From the outset, you were required to focus on the strategic business unit (SBU) to ensure that Business-level strategies could be applied. The challenge here is to determine how each of the strategic options determined from the TOWS process ‘looks like' in competitive strategy terms. In other words, you need to identify each option using the language provided (Bowman's Clock, p. 225) and from there, how the competitive advantage can be sustained. If appropriate, you may choose to enter into discussion about whether to compete or collaborate.
It is important to note that it very much depends of your own strategy as to which tools you choose and how many options you come up with.

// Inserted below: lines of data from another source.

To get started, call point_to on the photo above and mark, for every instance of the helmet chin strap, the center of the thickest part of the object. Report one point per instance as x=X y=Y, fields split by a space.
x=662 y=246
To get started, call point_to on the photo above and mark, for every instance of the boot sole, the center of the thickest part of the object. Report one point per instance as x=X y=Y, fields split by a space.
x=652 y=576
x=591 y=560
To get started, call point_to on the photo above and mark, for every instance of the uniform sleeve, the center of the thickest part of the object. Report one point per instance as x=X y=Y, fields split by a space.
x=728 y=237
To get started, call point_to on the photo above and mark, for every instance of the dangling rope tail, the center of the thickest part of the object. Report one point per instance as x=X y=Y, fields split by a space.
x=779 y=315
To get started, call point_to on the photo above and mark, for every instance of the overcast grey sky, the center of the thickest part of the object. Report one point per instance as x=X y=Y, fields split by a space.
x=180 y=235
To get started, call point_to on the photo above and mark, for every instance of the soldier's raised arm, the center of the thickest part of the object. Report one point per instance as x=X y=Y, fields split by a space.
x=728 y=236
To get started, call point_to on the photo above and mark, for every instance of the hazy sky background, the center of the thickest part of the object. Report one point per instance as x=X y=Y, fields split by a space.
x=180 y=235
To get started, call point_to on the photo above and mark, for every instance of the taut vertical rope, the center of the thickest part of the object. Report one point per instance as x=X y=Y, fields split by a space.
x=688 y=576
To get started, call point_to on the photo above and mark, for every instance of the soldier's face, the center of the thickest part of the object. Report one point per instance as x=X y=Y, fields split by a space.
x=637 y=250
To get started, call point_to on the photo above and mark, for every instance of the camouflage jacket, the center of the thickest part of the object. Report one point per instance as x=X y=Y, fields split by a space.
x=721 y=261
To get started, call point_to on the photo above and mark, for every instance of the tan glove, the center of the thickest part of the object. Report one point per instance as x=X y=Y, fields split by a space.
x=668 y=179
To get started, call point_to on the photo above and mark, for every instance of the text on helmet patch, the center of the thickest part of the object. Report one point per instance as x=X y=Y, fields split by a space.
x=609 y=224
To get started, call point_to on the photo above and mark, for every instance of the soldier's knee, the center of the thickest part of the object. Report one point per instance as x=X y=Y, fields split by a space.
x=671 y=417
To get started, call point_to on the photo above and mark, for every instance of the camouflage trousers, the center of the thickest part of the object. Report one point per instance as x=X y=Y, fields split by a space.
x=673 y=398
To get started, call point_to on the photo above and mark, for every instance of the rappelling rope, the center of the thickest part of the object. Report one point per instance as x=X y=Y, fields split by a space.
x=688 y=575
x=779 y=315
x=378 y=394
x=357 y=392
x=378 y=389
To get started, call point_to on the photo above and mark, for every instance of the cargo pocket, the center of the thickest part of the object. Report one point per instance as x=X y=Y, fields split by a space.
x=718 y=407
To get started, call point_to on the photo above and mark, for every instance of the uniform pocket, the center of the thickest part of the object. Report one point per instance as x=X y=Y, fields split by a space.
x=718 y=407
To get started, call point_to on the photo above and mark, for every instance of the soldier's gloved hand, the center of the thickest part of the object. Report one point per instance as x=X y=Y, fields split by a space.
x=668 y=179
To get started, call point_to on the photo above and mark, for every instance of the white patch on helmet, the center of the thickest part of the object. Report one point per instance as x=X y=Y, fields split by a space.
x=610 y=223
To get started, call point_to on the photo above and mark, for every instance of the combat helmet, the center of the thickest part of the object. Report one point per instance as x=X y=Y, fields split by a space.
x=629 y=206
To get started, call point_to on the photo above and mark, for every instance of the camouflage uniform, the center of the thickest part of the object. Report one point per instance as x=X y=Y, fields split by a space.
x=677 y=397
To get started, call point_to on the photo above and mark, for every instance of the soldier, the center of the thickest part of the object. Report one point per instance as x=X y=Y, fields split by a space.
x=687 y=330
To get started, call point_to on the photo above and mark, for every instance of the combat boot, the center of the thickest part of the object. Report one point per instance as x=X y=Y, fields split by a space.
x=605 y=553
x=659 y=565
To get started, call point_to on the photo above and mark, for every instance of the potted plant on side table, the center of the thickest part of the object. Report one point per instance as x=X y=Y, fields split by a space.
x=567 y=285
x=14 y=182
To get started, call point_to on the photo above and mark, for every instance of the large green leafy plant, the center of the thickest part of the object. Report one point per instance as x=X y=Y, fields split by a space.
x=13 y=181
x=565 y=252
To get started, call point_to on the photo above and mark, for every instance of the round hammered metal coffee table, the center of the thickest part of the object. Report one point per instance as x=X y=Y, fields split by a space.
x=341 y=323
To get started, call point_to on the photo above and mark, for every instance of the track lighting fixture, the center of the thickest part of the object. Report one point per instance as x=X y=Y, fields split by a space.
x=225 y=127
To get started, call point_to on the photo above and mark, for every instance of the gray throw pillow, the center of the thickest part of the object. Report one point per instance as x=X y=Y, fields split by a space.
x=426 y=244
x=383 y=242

This section may not apply for most of you but some have chosen organizations that are not-for-profit such as NGO's and Government departments (and sub-sets thereof) so if that is the case, then you may look towards the various parenting matrices as these provide an appropriate framework within which you can discuss how you can assure sustainability.
Those of you who have chosen a strategic business unit (SBU) may refer to this section to consider the myriad of ways by which sustainability and competitive advantage can be achieved through diversification.

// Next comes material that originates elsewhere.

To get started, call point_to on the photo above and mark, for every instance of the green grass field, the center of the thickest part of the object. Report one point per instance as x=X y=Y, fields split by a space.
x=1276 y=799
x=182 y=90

The development of an international strategy is expected only if it is applicable.
Innovation and Entrepreneurship
If your organization is in a start-up operation, then this chapter applies to you. It won't apply otherwise.
Strategy Methods and Evaluation
Use the processes most appropriate to your organization to determine the method by which your organization will develop - organically, by way of mergers/acquisitions, or by way of alliances.
The next challenge is to use the criteria of suitability (p. 366), acceptability (p. 368) and feasibility (p. 380) as a ‘screening' process to eliminate those strategies that are not appropriate to enact.
I expect that you will use dot-points on this section given the word limits that apply.
Enacting your chosen strategy
Given that all organizations are different and the therefore all strategies are different, it is impossible to even outline what needs to happen here without being prescriptive. So the challenge for you is to devise a way by which your chosen strategy can be brought into action. Not everything listed in the final chapters of the text is going to be appropriate or relevant.
You have to make a choice here about identifying the most important factor that will either facilitate strategic enactment or impede it, so this section is about addressing that. Don't go too broadly because the more focus your develop, the better and the best way to do this is to keep focussed on the problems (or enabling aspects) of your own specific organisation.
You may choose to argue that your organization needs to consider a culture change to bring your strategy into action so you will looking beyond the text to leadership issues to facilitate that happening. I welcome anything that will facilitate strategic change, which means that it must surround what happens on an organization-wide (holistic) basis.